Tout est en place depuis des siècles et se renouvelle harmonieusement. Les prédateurs prédatent, les brouteurs broutent et les grignoteurs grignotent, tandis que l’herbe, les fougères, les arbustes et les bois croissent. (Que demander de plus! Il faut être à la hauteur de la situation c’est tout.) Chacun tient au mieux son rôle prédestiné par sa nature sans problème métaphysique. Vivre, manger, se reproduire, mourrir et entre temps souffrir. La vie, la mort étaient en ces temps harmonieux pas plus importantes que le hululement du hibou ou le battement d’ailes du papillon. Un fait incontournable pour que tout se perpétue.
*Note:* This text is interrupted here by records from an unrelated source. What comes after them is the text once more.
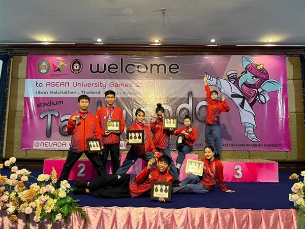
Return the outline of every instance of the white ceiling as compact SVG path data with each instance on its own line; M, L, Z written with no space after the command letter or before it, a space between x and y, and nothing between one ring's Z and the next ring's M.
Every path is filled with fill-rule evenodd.
M162 15L161 8L165 9ZM305 0L0 0L0 43L305 46Z

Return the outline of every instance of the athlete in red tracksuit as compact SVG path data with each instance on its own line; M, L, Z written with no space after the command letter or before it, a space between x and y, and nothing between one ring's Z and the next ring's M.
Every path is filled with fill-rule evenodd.
M164 129L163 128L163 117L165 116L165 110L161 103L157 104L155 109L156 118L151 117L151 131L153 134L152 141L156 150L167 155L172 159L172 162L170 164L169 172L174 178L174 185L179 184L178 173L176 168L175 163L171 155L171 151L169 149L169 140L171 134L173 134L175 131L173 129L169 130Z
M189 174L180 183L180 186L173 188L173 193L203 194L212 190L218 182L220 189L226 193L235 193L227 189L223 182L223 165L214 158L213 147L207 146L204 148L205 158L201 160L204 162L203 174L199 177L193 174Z
M174 133L174 135L178 135L176 141L178 156L176 160L178 174L180 173L180 167L185 158L185 155L193 149L193 144L196 141L197 135L197 129L191 126L192 121L188 115L185 115L183 122L184 126Z
M103 136L103 154L101 155L104 167L106 168L109 152L112 162L112 173L115 173L119 167L119 159L120 158L120 141L121 134L125 129L124 116L122 109L115 107L114 102L116 100L116 93L113 91L109 90L105 93L105 100L107 105L101 107L96 113L96 116L102 129ZM121 121L121 131L106 131L107 123L110 125L112 120Z
M221 138L220 138L220 123L219 115L220 112L227 112L230 110L228 103L223 96L221 96L221 101L219 101L218 92L213 91L211 92L207 82L207 77L204 78L205 88L207 92L207 115L206 116L206 128L205 129L205 140L206 145L210 145L215 149L215 157L220 159L221 153Z
M150 129L143 123L145 118L145 112L139 108L137 109L135 115L136 123L131 126L130 130L144 130L144 144L131 146L125 160L117 171L116 173L118 174L126 173L139 158L148 162L153 157L153 153L157 152L153 145ZM129 140L126 139L125 141L128 144Z
M87 145L87 139L96 138L99 139L101 146L103 145L101 130L98 120L95 115L90 113L88 110L90 98L83 95L78 97L78 100L80 110L77 113L71 116L67 125L67 132L72 135L72 137L67 159L57 182L57 186L59 188L61 181L68 180L73 166L83 153L85 153L93 165L98 175L106 174L105 168L98 153L89 153Z
M74 194L87 193L91 196L103 198L132 197L149 194L152 181L172 182L173 177L168 172L171 159L158 154L156 157L157 167L152 167L154 159L139 174L109 174L97 177L90 182L76 181L78 190ZM160 198L159 201L165 201Z

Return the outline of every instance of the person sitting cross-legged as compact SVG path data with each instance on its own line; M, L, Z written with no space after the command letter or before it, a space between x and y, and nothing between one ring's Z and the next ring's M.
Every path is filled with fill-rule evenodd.
M213 147L207 146L204 148L204 162L202 177L189 174L179 187L173 188L172 193L198 193L202 194L208 192L215 186L218 181L220 189L226 193L235 193L228 189L223 182L223 165L221 162L214 158L215 152Z
M147 166L137 175L114 174L100 176L88 182L77 180L74 183L77 189L73 194L87 194L102 198L134 197L148 195L152 181L173 182L173 177L169 173L170 158L162 154L158 154L156 158L156 167L152 166L155 160L152 158ZM162 197L159 201L165 201Z

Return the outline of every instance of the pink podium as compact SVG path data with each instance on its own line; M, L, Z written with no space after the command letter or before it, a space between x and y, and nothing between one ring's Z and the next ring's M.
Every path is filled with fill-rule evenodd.
M171 154L174 162L178 154ZM121 164L126 158L126 154L121 154ZM182 180L186 176L184 172L188 159L197 160L197 154L187 154L180 168L179 180ZM57 172L57 178L62 169L65 158L57 157L45 159L44 161L43 173L50 174L54 167ZM223 164L223 175L225 181L278 182L278 166L277 163L271 161L253 160L252 161L228 162L222 161ZM127 173L138 174L145 167L147 163L142 159L138 159L129 168ZM112 165L111 161L107 162L106 172L111 173ZM69 180L91 180L97 176L90 161L87 158L81 159L76 162L70 174Z
M278 164L272 161L221 162L225 181L278 182Z

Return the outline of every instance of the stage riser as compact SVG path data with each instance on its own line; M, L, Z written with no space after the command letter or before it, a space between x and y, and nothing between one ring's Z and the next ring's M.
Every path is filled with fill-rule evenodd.
M178 154L171 154L175 161ZM121 164L126 158L125 154L121 154ZM186 174L185 171L187 159L198 160L197 154L187 154L180 169L179 179L182 180ZM61 172L65 159L50 158L44 161L43 172L51 174L52 166L57 172L58 178ZM278 182L278 165L274 162L222 162L224 166L225 181ZM145 167L147 163L141 159L138 160L127 171L128 173L138 174ZM107 163L106 173L111 173L112 165L111 161ZM91 180L96 177L97 174L93 165L88 160L81 159L73 166L69 180L83 179Z

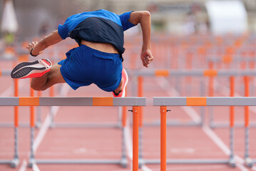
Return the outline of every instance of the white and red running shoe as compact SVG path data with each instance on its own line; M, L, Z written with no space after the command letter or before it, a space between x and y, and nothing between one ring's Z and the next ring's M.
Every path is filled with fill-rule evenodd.
M115 91L113 91L113 95L115 98L126 97L126 88L129 79L126 71L123 68L122 71L122 78L123 78L122 90L117 94L115 93Z
M44 58L34 62L23 62L14 67L11 76L16 79L41 77L51 71L51 62Z

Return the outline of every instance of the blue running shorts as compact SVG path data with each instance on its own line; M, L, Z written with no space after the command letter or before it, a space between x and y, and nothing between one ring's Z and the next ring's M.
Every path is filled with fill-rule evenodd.
M96 84L111 92L116 90L122 78L122 59L117 53L108 53L81 44L66 53L58 62L66 82L73 89Z

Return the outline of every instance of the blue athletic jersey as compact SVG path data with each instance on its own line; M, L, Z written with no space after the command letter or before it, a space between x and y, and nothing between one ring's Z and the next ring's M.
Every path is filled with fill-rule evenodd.
M135 25L128 21L130 13L117 15L101 9L83 12L68 17L64 24L58 25L58 34L63 39L71 37L80 45L81 41L112 43L123 54L123 31Z

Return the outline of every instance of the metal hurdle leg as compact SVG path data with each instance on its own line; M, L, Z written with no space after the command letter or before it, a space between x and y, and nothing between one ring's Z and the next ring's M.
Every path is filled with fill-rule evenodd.
M138 171L139 107L133 106L133 171Z
M249 86L249 77L245 76L245 96L249 97L250 86ZM249 156L249 106L245 106L245 165L252 167L253 164L252 160Z
M235 78L230 76L230 97L234 97L235 94ZM232 167L235 167L235 162L234 158L234 123L235 123L235 108L234 106L230 107L230 165Z
M120 108L119 107L118 108ZM121 158L121 166L123 167L127 167L128 161L126 158L126 138L125 138L125 127L126 125L126 106L123 106L122 111L122 158Z
M14 96L19 94L19 81L14 80ZM19 165L19 160L18 155L18 127L19 127L19 107L14 106L14 157L11 162L11 167L16 167Z

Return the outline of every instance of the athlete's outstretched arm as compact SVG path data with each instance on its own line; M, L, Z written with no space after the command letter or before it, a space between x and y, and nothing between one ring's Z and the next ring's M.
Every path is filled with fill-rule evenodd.
M150 36L151 36L151 18L150 14L147 11L134 11L130 14L128 21L133 24L140 24L143 46L140 53L140 58L143 66L148 67L148 64L154 58L150 51Z
M56 30L39 42L33 41L30 43L26 46L26 48L29 49L29 53L31 52L34 56L38 56L48 46L56 44L62 40L62 38L58 33L58 30ZM31 51L32 48L33 50Z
Les jours et les nuits se succèdent sans plus de bouleversement que celui des saisons et leurs influences inévitables sur le déroulement des activités productives. (A ce point du récit vous pouvez déjà comprendre que je ne pourrai pas tel Jean de la Fontaine extraire de mon propos une quelconque morale. Je ne suis pas fan de l’anthropomorphisme et l’homme étant absent du théâtre des opérations, la leçon est à exclure. Le rire et la morale sont paraît-il le propre de l’Homme ! ).
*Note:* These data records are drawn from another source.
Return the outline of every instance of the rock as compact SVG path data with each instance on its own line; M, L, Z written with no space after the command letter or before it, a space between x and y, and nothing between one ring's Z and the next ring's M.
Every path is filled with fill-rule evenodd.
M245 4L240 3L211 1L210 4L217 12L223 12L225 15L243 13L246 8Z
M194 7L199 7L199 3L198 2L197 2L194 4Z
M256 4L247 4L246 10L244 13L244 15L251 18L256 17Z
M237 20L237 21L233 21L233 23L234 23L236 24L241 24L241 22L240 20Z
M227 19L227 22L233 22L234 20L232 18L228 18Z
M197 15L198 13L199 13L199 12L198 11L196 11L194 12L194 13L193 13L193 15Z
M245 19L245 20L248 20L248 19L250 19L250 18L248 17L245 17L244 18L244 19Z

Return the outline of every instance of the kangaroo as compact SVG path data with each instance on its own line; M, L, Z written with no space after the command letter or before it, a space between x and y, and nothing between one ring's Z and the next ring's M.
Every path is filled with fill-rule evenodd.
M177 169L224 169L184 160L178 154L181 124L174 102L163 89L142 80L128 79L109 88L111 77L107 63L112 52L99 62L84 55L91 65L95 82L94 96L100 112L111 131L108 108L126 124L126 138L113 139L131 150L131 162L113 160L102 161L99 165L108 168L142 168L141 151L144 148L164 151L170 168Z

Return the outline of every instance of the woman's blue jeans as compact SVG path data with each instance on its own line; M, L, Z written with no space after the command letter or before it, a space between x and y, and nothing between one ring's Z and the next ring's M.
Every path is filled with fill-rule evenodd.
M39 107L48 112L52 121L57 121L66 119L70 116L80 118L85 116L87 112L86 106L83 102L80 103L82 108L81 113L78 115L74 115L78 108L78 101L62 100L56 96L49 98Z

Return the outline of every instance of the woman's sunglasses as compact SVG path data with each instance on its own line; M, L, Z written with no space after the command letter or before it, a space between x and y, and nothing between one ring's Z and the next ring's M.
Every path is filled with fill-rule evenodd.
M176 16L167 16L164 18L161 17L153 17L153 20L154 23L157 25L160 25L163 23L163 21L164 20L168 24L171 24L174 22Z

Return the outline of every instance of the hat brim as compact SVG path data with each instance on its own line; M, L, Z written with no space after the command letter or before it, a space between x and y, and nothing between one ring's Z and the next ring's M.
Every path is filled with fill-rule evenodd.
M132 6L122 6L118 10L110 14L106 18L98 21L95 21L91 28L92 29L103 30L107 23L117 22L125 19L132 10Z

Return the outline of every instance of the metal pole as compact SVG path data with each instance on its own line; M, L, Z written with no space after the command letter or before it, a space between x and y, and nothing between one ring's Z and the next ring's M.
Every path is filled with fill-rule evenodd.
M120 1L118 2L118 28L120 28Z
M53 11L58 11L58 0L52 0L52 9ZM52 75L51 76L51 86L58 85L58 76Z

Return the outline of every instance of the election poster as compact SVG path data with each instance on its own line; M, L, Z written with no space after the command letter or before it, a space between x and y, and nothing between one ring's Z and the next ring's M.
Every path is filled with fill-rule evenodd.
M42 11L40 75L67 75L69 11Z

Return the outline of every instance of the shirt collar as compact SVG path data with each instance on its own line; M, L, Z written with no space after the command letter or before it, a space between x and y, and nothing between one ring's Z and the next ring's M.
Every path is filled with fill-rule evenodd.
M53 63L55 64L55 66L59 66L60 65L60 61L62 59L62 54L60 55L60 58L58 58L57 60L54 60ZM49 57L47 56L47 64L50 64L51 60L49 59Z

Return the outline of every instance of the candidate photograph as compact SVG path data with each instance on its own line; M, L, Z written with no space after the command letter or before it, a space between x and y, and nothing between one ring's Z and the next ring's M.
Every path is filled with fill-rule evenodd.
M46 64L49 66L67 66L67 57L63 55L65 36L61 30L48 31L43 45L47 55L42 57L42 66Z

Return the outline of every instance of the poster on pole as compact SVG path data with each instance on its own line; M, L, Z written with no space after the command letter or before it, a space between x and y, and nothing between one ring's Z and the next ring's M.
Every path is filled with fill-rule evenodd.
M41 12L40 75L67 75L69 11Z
Par une belle journée de printemps, sous un soleil étincelant, une lumière évanescente, un vent léger dans les frondaisons, des senteurs de sous bois, de terre, d’ humus. Sans bruit, sans agitation excessive si ce n’est le chant d’amour d’un rouge-gorge pour un coucou, un bourdonnement d’abeilles. Soudain un bruit sourd inconnu du gibier l’alerte…. Une paire de bottes a franchi la lisière du bois, écrasé une fleur, des fougères, détruit le roncier, souillé l’eau pure. L’Homme en prédateur supérieur s’est imposé en composante incontournable de ce microcosme.
Le géant superbe et altier à l’arborescence dense et parfumée domine ce malotru de toute sa hauteur, de toute sa prestance….de tout son mépris. Il est en deux coups de tronçonneuse et sans autre préambule transformé en lames de parquet. Tous les habitants des bois s’ils le peuvent s’enfuient vers des cieux plus cléments (enfin, ils l’espèrent !).
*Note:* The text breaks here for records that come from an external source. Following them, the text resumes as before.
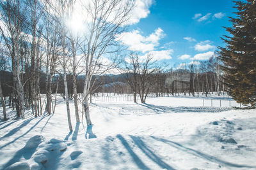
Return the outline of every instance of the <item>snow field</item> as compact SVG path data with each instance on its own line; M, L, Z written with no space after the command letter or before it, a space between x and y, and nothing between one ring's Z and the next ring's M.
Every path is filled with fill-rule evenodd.
M204 108L193 97L97 101L86 127L71 103L70 133L61 101L54 115L36 118L13 119L8 109L0 169L256 169L255 110Z

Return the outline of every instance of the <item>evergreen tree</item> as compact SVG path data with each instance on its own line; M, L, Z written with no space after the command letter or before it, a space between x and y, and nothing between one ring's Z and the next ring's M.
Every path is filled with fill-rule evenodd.
M231 36L221 39L227 44L219 46L225 81L237 102L256 106L256 0L234 1L236 17L229 17Z

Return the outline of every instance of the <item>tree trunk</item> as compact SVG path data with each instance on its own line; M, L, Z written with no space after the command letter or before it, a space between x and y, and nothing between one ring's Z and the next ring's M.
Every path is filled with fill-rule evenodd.
M84 117L85 120L86 120L87 126L92 125L92 121L89 114L89 103L88 102L88 99L86 97L83 103L83 106L84 111Z
M66 98L66 106L67 106L67 114L68 117L68 127L69 131L70 132L73 131L72 124L71 124L71 118L70 118L70 110L69 109L69 101L68 101L68 85L67 82L67 71L66 71L66 52L65 52L65 25L63 24L63 30L62 30L62 37L61 37L61 44L62 44L62 55L63 55L63 81L64 81L64 89L65 89L65 96Z
M0 79L0 97L1 97L1 102L2 103L2 106L3 109L4 120L7 120L6 111L5 109L5 103L4 101L4 97L3 96L2 87L1 86L1 79Z
M78 112L78 100L77 91L76 85L76 49L74 41L72 41L72 50L73 53L73 92L74 92L74 103L75 105L75 114L76 122L80 122L79 115Z

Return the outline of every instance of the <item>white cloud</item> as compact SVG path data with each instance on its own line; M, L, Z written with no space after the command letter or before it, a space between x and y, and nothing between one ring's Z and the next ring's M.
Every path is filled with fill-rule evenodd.
M209 40L201 41L197 43L195 46L195 50L198 52L204 52L210 49L214 49L215 46L210 45L212 42Z
M201 16L202 16L202 13L196 13L196 14L195 14L194 17L193 17L192 18L195 20L195 19L196 19L196 18L198 18L198 17L200 17Z
M223 17L224 16L225 16L225 13L223 13L222 12L219 12L219 13L214 13L214 15L213 15L212 17L220 19L222 17Z
M179 64L178 67L177 67L177 69L185 69L186 67L187 66L187 64L185 62L180 63Z
M198 52L204 52L213 48L215 48L215 46L211 45L209 44L207 45L196 44L195 46L195 50Z
M195 55L194 57L191 58L191 60L208 60L214 54L214 53L213 52L208 52L206 53L198 53Z
M195 38L193 38L191 37L184 37L183 39L189 41L189 42L192 41L196 41L196 40Z
M199 65L200 64L200 62L199 61L191 61L188 64L188 65L191 65L191 64Z
M184 54L181 55L180 57L179 57L179 59L180 59L180 60L186 60L186 59L188 59L191 57L191 56L190 55L188 54Z
M202 22L202 21L204 21L204 20L207 20L210 17L211 15L212 15L211 13L208 13L205 15L204 15L204 16L200 17L199 19L198 19L197 21L198 22Z
M161 28L157 28L154 32L148 36L141 35L138 30L132 32L123 32L116 38L116 41L120 41L121 43L129 46L129 50L146 52L152 51L159 45L159 41L164 36L164 31Z
M130 15L130 18L126 22L126 25L132 25L140 22L141 18L147 18L150 13L149 8L151 6L153 0L136 0L134 8Z
M161 51L151 51L147 53L144 55L141 55L140 58L141 59L145 59L149 55L152 57L153 60L161 60L164 59L172 59L171 55L173 52L173 50L172 49L166 50L161 50Z

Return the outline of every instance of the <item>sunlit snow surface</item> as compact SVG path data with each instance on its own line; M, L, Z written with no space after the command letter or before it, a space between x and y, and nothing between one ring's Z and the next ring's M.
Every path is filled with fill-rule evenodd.
M256 110L202 104L202 97L99 99L87 128L84 118L76 124L71 101L72 133L61 97L54 115L22 120L8 109L0 169L256 169Z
Cette fin paraît assez simpliste, prévisible et ne nécessite aucune conclusion plus élaborée si ce n’est qu’effectivement la terre est un lieu commun aux prédateurs et aux proies, aux « gentils » comme aux « méchants ». Je ne vais finalement pas vous imposer les méandres de cette pensée rudimentaire et quelque peu binaire. Je vous laisse à vos propres errements et comme tout est dans tout et inversement, il va falloir faire avec.